The book has a number of sub plots. And maybe it’s because I’ve been recently extra immersed in subjects and topics that are women-specific, I was especially sensitive to them.
At one point, Somer realizes that somewhere along the way in taking care of her daughter and her family, she lost herself. Let herself go, physically, mentally, and spiritually. She no longer had interests. She didn’t do things for herself…that ultimately made her the person that her family loved. She lost herself in her devotion to her family so much that she almost lost her family.

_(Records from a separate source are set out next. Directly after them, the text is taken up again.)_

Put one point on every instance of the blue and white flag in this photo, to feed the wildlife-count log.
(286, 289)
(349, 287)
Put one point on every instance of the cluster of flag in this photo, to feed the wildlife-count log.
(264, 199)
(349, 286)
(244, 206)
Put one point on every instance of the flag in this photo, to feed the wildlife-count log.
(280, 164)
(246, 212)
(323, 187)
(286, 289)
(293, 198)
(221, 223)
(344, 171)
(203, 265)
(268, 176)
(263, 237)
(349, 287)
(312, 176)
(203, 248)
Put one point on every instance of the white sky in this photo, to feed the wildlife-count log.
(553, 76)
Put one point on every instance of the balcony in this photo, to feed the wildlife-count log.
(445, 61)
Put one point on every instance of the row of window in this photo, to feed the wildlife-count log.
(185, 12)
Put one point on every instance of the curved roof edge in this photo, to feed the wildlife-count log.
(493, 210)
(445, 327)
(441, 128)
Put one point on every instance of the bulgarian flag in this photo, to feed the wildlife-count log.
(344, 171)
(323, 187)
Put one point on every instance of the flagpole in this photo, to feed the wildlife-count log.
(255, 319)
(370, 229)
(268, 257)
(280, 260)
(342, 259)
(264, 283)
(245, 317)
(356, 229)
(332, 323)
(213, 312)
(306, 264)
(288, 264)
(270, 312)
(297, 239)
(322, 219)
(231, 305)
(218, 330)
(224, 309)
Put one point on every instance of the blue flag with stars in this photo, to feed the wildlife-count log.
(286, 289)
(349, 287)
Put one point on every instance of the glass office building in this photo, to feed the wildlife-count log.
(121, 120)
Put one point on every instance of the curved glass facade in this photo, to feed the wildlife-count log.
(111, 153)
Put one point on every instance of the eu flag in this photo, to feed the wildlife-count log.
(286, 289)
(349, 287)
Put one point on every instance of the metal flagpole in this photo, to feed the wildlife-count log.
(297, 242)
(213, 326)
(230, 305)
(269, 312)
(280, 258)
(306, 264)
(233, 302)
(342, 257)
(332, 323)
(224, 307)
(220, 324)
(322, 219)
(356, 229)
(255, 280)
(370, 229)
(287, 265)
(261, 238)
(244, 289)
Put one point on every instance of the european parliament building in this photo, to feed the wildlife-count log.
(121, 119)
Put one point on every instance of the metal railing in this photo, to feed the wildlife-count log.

I see that so much. I see that everywhere. And yet, how does one avoid it? A baby is helpless. A little child is mostly helpless. When you have a child, your entire life revolves around them. Every decision is affected by their presence. It’s really easy to just let them become your entire life. But that’s really dangerous. Dangerous for you and dangerous for your relationship to your child.
One day, the child will grow up. And they will do things. Things that will bring you joy, sadness, anger, all sorts of things. And if they are your life..that can feel like a personal affront. Like you failed as a parent if they do things you don’t like. Like there was no point to all those years you devoted to them. And when they leave, because they will leave, it will feel like they took your entire life with them.
You can love someone fully, wholly, truly, without losing yourself in them..and ultimately, I think that’s the foundation of the best of loves. And that’s what shows up in this novel too.